Yesterday, we reported that four Iranian ships carried out a “high speed intercept” of a US destroyer, the USS Nitze, in the Strait of Hormuz, an incident that the official dubbed “unsafe and unprofessional”, cited by Reuters. The four vessels belonging to the Islamic Revolutionary Guard Corps “harassed” a U.S. destroyer on Tuesday by carrying out a “high speed intercept” in the vicinity of the Strait of Hormuz, a U.S. Defense official said on Wednesday.
Moments ago, CNN reported that in a separate incident, A US Navy ship fired three warning shots after a “harassing” Iranian fast-attack craft approached and circled two U.S. Navy ships and a Kuwaiti vessel in the northern Gulf on Wednesday.
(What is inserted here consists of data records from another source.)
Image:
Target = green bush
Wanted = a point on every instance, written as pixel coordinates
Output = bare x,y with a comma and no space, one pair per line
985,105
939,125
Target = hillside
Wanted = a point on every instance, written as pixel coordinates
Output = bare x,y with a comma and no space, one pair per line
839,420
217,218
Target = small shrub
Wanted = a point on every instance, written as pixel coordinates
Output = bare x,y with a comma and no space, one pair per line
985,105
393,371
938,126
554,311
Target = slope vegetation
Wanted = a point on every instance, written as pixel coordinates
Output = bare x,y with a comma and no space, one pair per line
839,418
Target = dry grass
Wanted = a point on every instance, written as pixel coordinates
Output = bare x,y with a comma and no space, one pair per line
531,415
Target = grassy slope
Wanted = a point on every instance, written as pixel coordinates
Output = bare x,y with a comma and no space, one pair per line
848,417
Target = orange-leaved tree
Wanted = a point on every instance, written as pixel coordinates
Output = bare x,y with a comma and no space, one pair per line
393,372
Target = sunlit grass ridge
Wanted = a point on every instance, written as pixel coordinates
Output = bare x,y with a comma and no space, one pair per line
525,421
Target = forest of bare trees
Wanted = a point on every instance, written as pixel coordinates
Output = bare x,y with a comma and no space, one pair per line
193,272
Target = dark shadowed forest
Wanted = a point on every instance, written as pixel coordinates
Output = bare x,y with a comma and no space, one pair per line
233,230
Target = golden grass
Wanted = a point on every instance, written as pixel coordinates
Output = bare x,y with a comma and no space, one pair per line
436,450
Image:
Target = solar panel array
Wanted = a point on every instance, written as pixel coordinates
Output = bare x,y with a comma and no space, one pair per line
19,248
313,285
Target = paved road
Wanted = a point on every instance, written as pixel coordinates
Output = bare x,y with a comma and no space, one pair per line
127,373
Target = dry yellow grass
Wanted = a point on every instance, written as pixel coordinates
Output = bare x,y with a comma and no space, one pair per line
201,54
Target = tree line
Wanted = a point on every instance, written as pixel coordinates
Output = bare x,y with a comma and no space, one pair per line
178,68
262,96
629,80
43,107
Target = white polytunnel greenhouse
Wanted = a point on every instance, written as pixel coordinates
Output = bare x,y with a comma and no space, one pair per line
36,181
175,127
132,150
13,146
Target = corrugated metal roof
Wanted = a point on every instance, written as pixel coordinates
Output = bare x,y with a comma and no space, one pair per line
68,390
It said the U.S. ship fired the shots into the water after the Iranian ship did not leave after a brief radio conversation, according to U.S. officials.
The Iranian ship reportedly circled the U.S. ships, coming within 200 yards of the vessels, and would not leave the area. The U.S. Navy ships then fired several warning flares and attempted to make radio contact with the Iranian ship. After a brief radio exchange, the Iranians refused to leave, CNN reported, forcing the U.S. Navy ships to follow defensive maritime procedures and fire three warning shots at the Iranian vessel.
This is the second incident in two days: as noted above, the United States on Wednesday had reported another incident in which it said Iranian vessels harassed a U.S. warship near the Strait of Hormuz on Tuesday.
CNN also provided more details on initial incident, reporting that according to a US official two of the Iranian vessels slowed and turned away only after coming within 300 yards of the US guided-missile destroyer “as it transited international waters near the Strait of Hormuz, and only after the destroyer had sent multiple visual and audio warnings.”
The Iranian vessels moved at high speed toward the Nitze, which was operating in accordance with international law in international waters and ignored maritime “rules of the road” as set out in the 1972 Convention on the International Regulations for Preventing Collisions at Sea. According to the Navy official, the IRGC vessels ignored multiple warnings, creating a dangerous, harassing environment that could have pushed the Nitze to take defensive measures, escalating the situation.
The four IRGC vessels approached at high speed. After identifying them, the Nitze tried 12 times to make contact by radio without receiving a response, according to the Navy official. As two of the Iranian vessels continued to barrel toward the Nitze at high speed, the destroyer used an internationally recognized maritime danger signal three times.
That signal — five short blasts of the ship’s whistle — is used when another vessel’s intentions are not understood or its indicated course is dangerous. At the same time, the Nitze also used visual warnings, firing 10 flares in the direction of the approaching vessels. Again, the destroyer got no response, the official said.
Meanwhile, that is not how Iran saw the events, with its defense minister saying on Thursday that his country would confront any foreign vessel that enters its territorial waters.
Hossein Dehghan did not comment directly on Tuesday’s affair. Though he insinuated that the incident occurred inside Iranian territory, US officials have stated it took place in international waters.
“Naturally these boats constantly monitor the developments and foreign vessels’ movements and naturally this happens in the waters of our own country. If any foreign vessel enters our waters, we will give them a warning and if it is an act of aggression, we will confront them,” he said.
Apparently, even or maybe especially if the ships belong to the one nation that recently paid Iran hundreds of millions in ransom money to fund a hostage release.